In 1979, Chinaglia became a naturalized American citizen, telling The New York Times Magazine reporter Diane Ackerman that he proudly kept his citizenship papers in his locker next to his bottle of Chivas Regal.

In 1996, Chinaglia was given a two-year prison sentence for fraudulent and false bankruptcy in the financial statements attributable to the management of Fin Lazio (1986–87), the financial owner of Lazio. He was Lazio's club president from 1983 to 1985, and was investigated by Italian authorities over a failed attempt to buy the club in 2006 over money laundering allegations involving suspected associates of the Casalesi clan, a clan of the Camorra crime syndicate. He had previously attempted to buy another Italian club, Foggia, in 2004, but that attempt also failed after money laundering allegations and he fled to the United States. In October 2006, Chinaglia was also accused of extortion and manipulation and an arrest warrant was issued by the Guardia di Finanza, but he remained a fugitive due to him residing in the United States. In November 2007, Chinaglia was fined €4.2 million by the Commissione Nazionale per le Società e la Borsa for the alleged intention of a Hungarian chemical-pharmaceutical group to acquire the majority stake in S.S. Lazio. In July 2008, another arrest warrant was issued to Chinaglia. Football Show co-host Charlie Stillitano said Chinaglia never returned to Italy because "he never wanted to take the chance".

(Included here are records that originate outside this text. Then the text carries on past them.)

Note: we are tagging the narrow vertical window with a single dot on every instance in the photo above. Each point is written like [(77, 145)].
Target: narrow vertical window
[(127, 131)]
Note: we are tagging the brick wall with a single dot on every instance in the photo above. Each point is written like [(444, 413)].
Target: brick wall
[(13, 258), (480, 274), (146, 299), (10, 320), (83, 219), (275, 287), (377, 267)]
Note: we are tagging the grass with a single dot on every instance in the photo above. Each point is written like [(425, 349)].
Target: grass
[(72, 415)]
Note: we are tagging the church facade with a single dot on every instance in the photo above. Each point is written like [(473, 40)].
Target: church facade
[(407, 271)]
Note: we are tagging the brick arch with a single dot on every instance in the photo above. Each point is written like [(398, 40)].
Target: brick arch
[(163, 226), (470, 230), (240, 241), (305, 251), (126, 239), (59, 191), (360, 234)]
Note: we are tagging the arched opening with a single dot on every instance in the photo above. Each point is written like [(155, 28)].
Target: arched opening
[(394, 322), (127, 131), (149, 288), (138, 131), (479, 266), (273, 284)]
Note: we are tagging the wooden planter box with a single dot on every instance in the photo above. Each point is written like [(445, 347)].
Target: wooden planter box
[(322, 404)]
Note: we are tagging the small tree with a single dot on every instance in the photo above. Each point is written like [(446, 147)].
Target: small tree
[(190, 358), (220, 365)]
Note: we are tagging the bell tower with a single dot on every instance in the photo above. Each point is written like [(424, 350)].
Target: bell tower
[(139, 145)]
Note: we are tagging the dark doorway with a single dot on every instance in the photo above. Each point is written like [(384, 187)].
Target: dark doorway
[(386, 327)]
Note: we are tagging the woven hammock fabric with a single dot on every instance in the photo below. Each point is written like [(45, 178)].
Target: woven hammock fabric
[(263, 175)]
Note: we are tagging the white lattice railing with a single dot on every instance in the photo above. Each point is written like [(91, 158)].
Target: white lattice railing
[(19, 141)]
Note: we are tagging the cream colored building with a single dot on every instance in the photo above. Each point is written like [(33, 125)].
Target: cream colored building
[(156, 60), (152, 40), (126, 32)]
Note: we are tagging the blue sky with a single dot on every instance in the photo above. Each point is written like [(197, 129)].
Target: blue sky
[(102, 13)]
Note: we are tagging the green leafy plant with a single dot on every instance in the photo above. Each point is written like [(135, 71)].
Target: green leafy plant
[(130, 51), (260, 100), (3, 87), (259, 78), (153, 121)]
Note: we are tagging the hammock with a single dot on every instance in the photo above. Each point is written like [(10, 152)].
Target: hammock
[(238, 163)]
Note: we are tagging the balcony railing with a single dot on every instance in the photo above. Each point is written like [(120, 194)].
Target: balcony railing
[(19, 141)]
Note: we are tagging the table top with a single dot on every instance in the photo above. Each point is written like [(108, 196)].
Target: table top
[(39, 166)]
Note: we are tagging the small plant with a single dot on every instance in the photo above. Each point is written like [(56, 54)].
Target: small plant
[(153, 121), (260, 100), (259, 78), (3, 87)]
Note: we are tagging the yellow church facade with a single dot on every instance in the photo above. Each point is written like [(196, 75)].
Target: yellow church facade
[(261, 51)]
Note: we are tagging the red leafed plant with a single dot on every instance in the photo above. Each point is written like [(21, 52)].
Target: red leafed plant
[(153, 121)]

At the time of his death, Chinaglia was co-host of a daily football talk show, The Football Show on Sirius Satellite Radio.

Chinaglia died in Naples, Florida of a heart attack on 1 April 2012. His body was brought back to Rome for burial at Cimitero Flaminio, in the chapel of the Maestrelli family, where former Lazio coach Tommaso Maestrelli is buried. The Giorgio Chinaglia Foundation, a non-profit organisation to help youth football programmes and disabled children, was later formed by the three children from his first marriage.

==Honours==
Lazio
- Serie A: 1973–74
- Coppa delle Alpi: 1971

New York Cosmos
- North American Soccer League Soccer Bowl: 1977, 1978, 1980, 1982
- NASL Atlantic/National Conference: 1977, 1978, 1980, 1981, 1982
- NASL Regular Season: 1978, 1979, 1980, 1981, 1982
- NASL Eastern Division: 1978, 1979, 1980, 1981, 1982

Individual
- Serie A top scorer: 1973–74
- Serie B top scorer: 1971–72
- Coppa delle Alpi top scorer: 1971
- NASL top scorer: 1978, 1979, 1980, 1981
- NASL MVP: 1981
- Soccer Bowl MVP: 1980, 1982
- NASL All-Stars: First-team: 1976, 1978, 1979, 1980 1981 1982 Second-team: 1983; Honorable mention: 1977
- N° 9 jersey retired by the Cosmos

==Bibliography==
- Arrivederci Swansea: The Giorgio Chinaglia Story (by Mario Risoli, Mainstream Publishing).